Sometime, soon I hope you will have a conversation with yourself. It should start out something like this I
hope.
‘Self, who is running our
life? Things have been a little rough
when we have tried to manage things by ourselves. I am sure Self, you remember the time when
(fill in the blank). That was like a
poster child example of what not to do. Self, we have to make our mind up to
stop this intermittent God in charge for a while then us in charge for a longer
period of time. This pattern in our
lives is nothing but destructive. We
cannot survive this rollercoaster ride we have placed ourselves on. After all Self, He is God, and we’re not.
Okay, my feeble attempt at humor was feeble at best. But the
intent is very serious. However you approach this issue, you must approach it
and make up your mind. You cannot serve two masters. Remember the words of Jesus from Luke 16? “No
one can serve two masters. Either you will hate the one and love the other, or
you will be devoted to the one and despise the other.” Who is your master? Are you in the driver seat, or is God. Jesus knows full well who is in charge. The simple truth in His life pours out for us
to cherish and adopt in the words ‘Father,
if you are willing, take this cup from me, yet not my will, but yours be done.’ Jesus asked for the cup that contained the
pain, anguish, suffering and humiliation that was to be poured out in his life
be taken. Any one of us would ask this
given the same circumstances knowing what Jesus knew. Yet Jesus fully acknowledged that the will of
the Father must be done and not His will.

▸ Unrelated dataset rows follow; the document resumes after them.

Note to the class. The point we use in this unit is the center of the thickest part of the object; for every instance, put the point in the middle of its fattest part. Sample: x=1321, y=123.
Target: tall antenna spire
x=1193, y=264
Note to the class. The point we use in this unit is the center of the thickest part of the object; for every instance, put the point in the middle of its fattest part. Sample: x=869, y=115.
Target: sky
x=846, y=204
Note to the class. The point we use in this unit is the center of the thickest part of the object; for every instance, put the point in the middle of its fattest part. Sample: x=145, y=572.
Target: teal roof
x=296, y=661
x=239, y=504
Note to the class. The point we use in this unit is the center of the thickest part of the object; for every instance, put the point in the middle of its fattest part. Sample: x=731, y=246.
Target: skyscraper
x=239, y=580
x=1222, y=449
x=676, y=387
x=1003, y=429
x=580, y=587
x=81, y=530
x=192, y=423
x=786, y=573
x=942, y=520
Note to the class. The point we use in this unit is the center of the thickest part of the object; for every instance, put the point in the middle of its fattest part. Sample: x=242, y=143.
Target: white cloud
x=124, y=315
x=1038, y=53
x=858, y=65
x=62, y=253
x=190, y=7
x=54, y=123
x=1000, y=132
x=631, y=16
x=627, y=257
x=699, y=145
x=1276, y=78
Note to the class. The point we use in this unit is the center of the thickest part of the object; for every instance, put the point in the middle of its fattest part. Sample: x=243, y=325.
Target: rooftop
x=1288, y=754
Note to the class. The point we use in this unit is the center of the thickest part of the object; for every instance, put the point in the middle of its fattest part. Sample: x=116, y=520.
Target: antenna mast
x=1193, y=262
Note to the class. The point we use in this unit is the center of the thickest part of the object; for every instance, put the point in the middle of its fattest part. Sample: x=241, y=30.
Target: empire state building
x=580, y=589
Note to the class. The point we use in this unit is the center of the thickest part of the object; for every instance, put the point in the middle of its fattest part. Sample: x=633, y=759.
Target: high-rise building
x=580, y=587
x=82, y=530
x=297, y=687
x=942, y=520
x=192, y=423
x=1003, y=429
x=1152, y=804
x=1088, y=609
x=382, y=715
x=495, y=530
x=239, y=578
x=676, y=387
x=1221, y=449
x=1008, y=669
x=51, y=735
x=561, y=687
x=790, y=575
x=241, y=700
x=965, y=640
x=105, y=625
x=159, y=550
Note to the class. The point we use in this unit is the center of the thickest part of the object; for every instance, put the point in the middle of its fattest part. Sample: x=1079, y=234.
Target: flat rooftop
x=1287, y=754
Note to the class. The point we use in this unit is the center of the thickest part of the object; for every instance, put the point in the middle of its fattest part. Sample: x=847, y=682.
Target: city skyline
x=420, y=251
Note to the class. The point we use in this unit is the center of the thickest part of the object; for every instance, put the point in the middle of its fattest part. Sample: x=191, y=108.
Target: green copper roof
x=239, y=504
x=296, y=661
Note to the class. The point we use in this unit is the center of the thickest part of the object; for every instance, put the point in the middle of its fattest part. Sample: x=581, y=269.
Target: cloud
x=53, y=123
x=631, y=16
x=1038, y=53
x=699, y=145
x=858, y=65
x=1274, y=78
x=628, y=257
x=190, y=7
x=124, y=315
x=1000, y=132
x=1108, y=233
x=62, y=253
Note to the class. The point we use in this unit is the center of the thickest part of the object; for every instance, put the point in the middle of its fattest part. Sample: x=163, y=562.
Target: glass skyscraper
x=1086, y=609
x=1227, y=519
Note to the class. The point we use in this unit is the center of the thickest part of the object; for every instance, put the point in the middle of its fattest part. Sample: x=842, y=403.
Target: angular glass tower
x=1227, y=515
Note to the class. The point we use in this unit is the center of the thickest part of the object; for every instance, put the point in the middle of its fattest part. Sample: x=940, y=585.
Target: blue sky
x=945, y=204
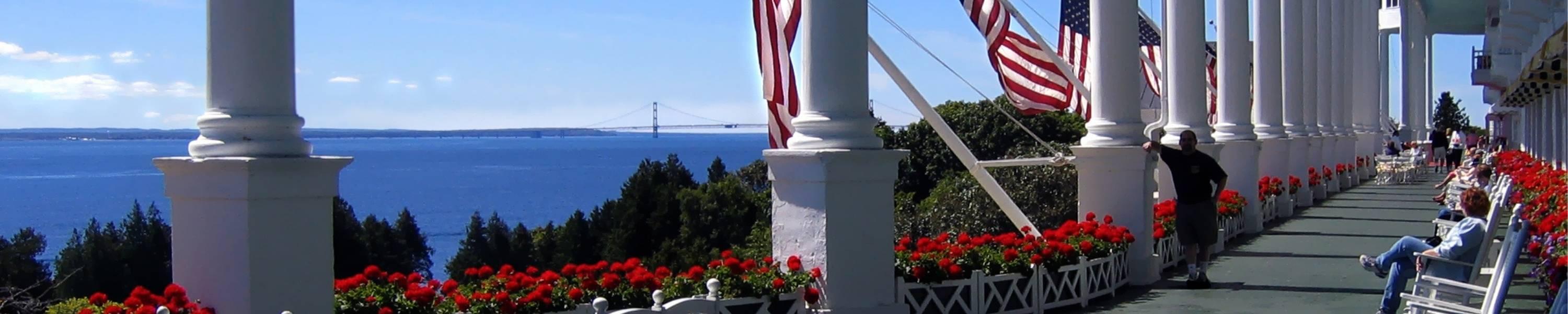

If what was to be accomplished, a terrible price had to be paid. And Jesus was willing to pay that price. How humbling for us to read these words and
know what transpired. Jesus knew what
was to come, how he would be treated, how he would be denied by the disciples
and others in the future. Yet he said ‘not
my will, but yours be done.’ We may
have smaller issues in our lives to give up to the will of God. It can become part of our routine to seek out
God’s will in meditation and prayer. And
not just at Lent because we are reminded in the readings of the season. This needs to become a pattern of behavior in
our lives. What would God have you
do. When you start with the simple
things, yielding in the more complex times becomes easy. It becomes second
nature or a matter of course. It’s not
only what Jesus would do, it is what Jesus did. And that should be enough to
convince any of us it is the right thing to do.